QCParser is a command line tool for parsing information from popular bioinformatic output files and storing data in a common format (QCReport). Modular design allows users to add new modules to suit their specific needs.
-
Centralized Quality Control for you Workflow
- Parses unstructured QC data into standardized JSON format
- Agglomeration functions allow combining all QC information into single report
- Combine QC information across workflows for single QC reports for a project
-
Built-in support for popular tools
- FastQC
- Bedtools Intersect
- Samtools Depth, Flagstat, Idxstat
- Trimmomatic
- Mosdepth
- Picard CollectInsertSizeMetrics
-
Modular/Extensible
- Easily add or customize modules to parse any unstructured data file
-
Verbose type/error checking
- In-built checks to warn/quit when input data doesn't match expected structure
- Clear errors if required datatypes aren't found
QCParser is currently designed only for Linux systems.

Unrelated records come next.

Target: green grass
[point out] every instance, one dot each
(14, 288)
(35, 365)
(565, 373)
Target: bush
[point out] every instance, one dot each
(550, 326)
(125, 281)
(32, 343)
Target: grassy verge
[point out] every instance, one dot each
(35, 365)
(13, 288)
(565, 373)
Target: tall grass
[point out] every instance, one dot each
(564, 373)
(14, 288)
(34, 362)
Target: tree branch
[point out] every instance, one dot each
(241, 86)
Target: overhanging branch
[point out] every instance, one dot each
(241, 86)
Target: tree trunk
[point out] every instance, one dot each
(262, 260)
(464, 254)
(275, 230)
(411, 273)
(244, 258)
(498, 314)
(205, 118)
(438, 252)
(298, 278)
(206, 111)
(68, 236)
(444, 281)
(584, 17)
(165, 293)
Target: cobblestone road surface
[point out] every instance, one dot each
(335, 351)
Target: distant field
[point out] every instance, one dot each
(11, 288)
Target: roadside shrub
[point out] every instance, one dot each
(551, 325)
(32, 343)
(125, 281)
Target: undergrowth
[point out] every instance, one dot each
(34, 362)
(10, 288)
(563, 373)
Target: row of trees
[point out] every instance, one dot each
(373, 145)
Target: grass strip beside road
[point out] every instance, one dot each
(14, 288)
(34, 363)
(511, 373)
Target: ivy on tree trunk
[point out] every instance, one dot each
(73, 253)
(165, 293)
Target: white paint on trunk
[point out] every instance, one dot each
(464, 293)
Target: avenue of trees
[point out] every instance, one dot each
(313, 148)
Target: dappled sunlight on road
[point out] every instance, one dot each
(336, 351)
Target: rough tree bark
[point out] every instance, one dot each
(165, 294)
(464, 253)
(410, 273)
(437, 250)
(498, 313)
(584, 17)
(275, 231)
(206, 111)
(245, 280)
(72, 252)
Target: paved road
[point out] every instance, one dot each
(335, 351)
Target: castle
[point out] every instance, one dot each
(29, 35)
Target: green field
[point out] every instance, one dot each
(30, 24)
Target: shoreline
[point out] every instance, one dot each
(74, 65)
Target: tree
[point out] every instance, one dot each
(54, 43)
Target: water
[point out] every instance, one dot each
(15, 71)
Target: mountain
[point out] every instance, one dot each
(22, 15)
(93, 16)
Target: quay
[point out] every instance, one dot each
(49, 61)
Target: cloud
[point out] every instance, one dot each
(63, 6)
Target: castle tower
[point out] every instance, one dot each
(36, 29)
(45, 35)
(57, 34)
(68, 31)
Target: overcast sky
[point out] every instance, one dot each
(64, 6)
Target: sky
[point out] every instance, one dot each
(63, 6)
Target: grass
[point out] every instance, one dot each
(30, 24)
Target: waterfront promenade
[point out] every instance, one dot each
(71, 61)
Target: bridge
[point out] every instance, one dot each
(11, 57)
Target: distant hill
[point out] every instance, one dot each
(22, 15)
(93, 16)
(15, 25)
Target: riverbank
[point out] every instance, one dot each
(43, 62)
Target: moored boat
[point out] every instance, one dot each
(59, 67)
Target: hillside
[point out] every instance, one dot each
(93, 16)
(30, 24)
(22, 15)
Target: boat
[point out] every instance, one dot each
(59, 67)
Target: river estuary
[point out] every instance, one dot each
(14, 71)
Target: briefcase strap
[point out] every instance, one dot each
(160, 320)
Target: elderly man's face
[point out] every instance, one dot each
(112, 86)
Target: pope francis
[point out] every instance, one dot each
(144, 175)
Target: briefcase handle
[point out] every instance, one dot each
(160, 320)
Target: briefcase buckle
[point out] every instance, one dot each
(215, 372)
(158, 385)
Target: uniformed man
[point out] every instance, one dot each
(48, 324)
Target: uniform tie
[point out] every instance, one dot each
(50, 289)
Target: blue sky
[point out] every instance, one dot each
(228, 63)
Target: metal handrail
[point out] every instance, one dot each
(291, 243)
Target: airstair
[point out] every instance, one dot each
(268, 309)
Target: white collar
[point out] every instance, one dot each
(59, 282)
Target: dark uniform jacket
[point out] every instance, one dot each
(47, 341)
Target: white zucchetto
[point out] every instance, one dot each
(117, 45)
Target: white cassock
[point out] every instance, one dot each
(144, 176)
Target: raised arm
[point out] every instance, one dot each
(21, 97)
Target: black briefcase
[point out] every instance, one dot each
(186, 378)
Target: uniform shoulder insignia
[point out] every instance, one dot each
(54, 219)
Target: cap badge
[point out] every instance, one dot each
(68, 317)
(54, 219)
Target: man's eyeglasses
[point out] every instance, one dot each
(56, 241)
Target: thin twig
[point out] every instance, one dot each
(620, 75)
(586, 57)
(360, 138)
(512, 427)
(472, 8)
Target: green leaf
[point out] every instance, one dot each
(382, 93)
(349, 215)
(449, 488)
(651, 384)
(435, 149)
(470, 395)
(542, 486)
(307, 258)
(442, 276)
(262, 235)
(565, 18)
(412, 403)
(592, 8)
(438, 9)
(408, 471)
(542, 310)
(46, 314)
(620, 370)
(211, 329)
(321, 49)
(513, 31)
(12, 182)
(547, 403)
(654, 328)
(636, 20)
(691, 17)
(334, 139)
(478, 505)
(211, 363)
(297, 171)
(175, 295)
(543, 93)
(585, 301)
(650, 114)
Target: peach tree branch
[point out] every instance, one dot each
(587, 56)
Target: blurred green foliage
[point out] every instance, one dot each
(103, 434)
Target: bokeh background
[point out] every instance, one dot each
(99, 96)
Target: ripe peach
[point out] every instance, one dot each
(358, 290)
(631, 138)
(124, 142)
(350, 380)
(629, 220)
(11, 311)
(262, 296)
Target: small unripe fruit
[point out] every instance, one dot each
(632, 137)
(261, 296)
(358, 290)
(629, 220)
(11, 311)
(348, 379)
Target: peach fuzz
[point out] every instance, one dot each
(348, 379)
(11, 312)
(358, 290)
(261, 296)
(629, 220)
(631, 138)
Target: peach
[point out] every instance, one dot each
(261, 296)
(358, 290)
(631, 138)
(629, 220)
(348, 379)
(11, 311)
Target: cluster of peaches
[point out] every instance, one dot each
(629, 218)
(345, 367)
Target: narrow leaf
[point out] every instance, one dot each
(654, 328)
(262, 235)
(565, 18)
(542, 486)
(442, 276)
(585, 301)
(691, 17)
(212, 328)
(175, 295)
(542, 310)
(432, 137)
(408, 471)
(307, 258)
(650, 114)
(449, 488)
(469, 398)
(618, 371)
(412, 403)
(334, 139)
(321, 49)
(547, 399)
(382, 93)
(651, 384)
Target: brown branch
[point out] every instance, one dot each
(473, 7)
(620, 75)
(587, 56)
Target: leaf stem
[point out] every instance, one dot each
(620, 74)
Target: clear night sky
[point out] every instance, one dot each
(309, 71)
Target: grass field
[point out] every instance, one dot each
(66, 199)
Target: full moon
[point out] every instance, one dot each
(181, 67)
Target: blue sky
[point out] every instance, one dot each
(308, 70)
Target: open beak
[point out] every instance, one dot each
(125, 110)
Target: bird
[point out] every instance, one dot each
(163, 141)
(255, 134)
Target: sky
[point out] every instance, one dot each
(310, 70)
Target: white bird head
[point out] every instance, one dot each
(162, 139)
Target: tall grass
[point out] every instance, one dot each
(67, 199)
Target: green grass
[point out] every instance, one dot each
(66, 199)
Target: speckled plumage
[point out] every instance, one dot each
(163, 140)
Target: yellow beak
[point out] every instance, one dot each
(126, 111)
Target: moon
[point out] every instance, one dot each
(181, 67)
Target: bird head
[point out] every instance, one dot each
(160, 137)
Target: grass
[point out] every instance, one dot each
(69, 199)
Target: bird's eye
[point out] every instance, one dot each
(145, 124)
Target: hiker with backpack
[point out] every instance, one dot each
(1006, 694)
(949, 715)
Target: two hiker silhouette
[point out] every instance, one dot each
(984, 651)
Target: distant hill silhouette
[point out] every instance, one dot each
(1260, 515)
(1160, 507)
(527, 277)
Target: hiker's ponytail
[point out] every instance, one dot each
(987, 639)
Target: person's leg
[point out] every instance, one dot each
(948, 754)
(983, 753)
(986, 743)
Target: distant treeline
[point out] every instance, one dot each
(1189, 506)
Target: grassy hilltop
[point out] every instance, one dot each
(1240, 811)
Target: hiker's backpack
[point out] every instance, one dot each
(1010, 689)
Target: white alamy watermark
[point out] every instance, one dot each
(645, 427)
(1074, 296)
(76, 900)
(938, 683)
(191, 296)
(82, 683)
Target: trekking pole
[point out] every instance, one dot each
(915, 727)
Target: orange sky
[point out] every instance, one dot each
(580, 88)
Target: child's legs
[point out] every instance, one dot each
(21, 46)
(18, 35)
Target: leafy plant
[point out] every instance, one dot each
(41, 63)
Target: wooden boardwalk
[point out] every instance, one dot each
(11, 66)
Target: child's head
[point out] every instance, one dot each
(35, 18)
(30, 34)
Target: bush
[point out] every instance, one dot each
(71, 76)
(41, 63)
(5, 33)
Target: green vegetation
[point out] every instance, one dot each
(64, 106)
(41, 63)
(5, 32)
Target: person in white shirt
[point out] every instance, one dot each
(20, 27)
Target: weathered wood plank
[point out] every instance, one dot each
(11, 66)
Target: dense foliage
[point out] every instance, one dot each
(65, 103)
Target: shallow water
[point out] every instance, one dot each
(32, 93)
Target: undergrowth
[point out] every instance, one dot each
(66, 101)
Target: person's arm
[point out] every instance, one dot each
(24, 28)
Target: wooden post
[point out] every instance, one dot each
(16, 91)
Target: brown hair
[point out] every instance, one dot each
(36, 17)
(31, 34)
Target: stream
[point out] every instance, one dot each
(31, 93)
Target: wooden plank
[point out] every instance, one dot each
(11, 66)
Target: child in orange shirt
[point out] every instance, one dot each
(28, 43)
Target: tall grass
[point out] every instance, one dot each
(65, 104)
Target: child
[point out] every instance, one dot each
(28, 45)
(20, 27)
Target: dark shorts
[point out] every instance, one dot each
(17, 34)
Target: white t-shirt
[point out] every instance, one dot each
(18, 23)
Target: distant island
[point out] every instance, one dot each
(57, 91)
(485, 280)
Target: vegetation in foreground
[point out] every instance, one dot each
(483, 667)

You will need to install and configure the following tool:
-
Python v2.7.*
You can check your Python version by running the following command in your terminal:
$ python -V Python 2.7.10
To install the correct version of Python, visit the official Python website.
-
Python packages: numpy, scipy, pandas, matplotlib
You will need pip to install the above packages. After installing pip, run the following commands in your terminal:
# Upgrade pip sudo pip install -U pip pip install numpy pip install scipy pip install pandas pip install matplotlib
-
Clone the QCParser repo
# clone the repo git clone https://github.com/alexwaldrop/QCParser.git
QCParser works by parsing a single input file using an available parser module and producing a single file called a QCReport. Available parsing modules can be seen by calling the top level QCParser.py program.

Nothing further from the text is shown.